On Friday morning, five Lebanese banks were held up by armed depositors, according to a report by Reuters.
Two bankers told Reuters that Lebanese banks would soon announce a three-day closure next week over mounting security concerns.
Since late 2019, Lebanon’s commercial banks have imposed capital controls by setting withdrawal and transfer limits over an economic crisis, leaving many of the population unable to pay for basics.
A security source told Reuters that a man with a gun — that turned out to be a toy — was arrested after holding up a Lebanese bank in the southern city of Ghazieh.
BLOM bank, a Lebanese bank, in a statement, told Reuters that an armed man entered its branch in Tariq al-Jdideh, Beirut’s neighbourhood, seeking his deposit.

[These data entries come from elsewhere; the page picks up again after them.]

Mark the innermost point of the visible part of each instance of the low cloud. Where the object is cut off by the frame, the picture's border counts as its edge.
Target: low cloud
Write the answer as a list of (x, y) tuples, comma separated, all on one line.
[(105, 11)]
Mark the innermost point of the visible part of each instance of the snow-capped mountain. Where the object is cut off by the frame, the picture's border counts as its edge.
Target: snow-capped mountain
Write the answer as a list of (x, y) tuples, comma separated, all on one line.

The bank added that the situation was under control.
The man, identified as Abed Soubra, was cheered on by a large crowd of people gathered outside — a scene that has played out in several such incidents.
“He’s a merchant and he’s in the right, and he could go to jail because people need money from him. What should he do? Go to jail because people need money from him while he has money in the bank?” a resident, Rabih Kojok, said from outside the bank.
In a third incident, a man armed with a pellet gun entered a branch of LGB bank in Beirut’s Ramlet al-Bayda area seeking to withdraw some $50,000 in savings, a bank employee said.
Friday’s incidents followed two others in the capital of Beirut and another one in the town of Aley on Wednesday.
A woman wielding a gun and some associates had briefly held hostages at a branch of BLOM bank in Beirut — before leaving with more than $13,000 in cash from her account — in a desperate attempt to fund “hospital treatment for her cancer-stricken sister”.
In Aley, Lebanon, another armed had entered a bank’s branch, BankMed and retrieved some of his trapped savings before handing himself to authorities.